The plaintiffs’ attorneys say they expect more women will come forward with their own stories of improper strip-searches.
Similar class-action lawsuits have resulted in million-dollar settlements across the country. In 2001, New York City officials agreed to pay $50 million to settle a class-action lawsuit alleging improper searches in jails, making it one of the largest civil rights settlements against a municipality.
“The states that have done it and have been sued have stopped doing it,” said Merin, who has filed five lawsuits alleging illegal strip-searches in counties across California.
Earlier this year, officials in San Francisco responded to similar lawsuits by announcing they would revise their policies on strip-searches in an effort to comply with California law.
That’s the kind of change attorneys for the three women would like to see in Miami-Dade, where Haney said she felt humiliated by the strip-search conducted as she was being booked at the Miami-Dade County Pre-Trial Detention Center.

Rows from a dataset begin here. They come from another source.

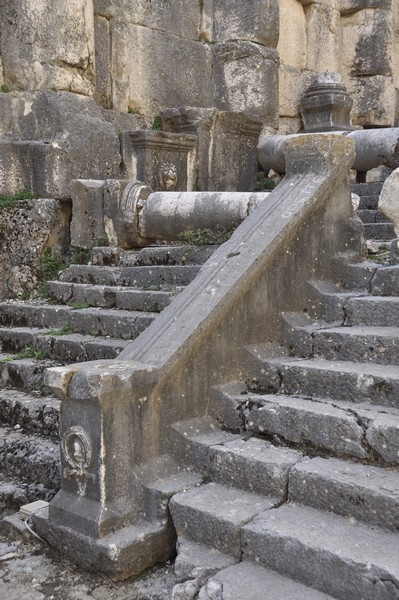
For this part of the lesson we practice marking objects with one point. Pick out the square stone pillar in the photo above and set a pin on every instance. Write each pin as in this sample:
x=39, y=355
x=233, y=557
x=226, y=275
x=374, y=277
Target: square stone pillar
x=226, y=147
x=162, y=160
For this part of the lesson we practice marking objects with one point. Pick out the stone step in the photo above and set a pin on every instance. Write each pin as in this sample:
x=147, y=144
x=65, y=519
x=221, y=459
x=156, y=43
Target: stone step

Haney, who had been charged with failure to disperse during the protests, said the hopping motions officers made her do as she was getting booked hurt her bad knees.
“It has been very dehumanizing going over it again and again,” said Haney, who lives in Oakland, Calif., but came to Miami in November to protest the Free Trade Area of the Americas meetings.
Mayer, a 19-year-old student from New York City, claims in the lawsuit that she was also strip-searched at the pretrial center after being charged with failure to disperse during the protests.
Mayer said that she, Haney and two other women were ordered to take off their clothes, bend over and hop as they were getting booked. Mayer said the door to the area where she was getting strip-searched remained open and that people passing by could see her naked.
Loughner, a 39-year-old activist from Arlington, Va., claims she went through a similar ordeal at the Miami-Dade County Women’s Detention Center.
Loughner, who was charged with failure to obey a lawful order and resisting arrest without violence, said she was strip-searched after being transferred from another center.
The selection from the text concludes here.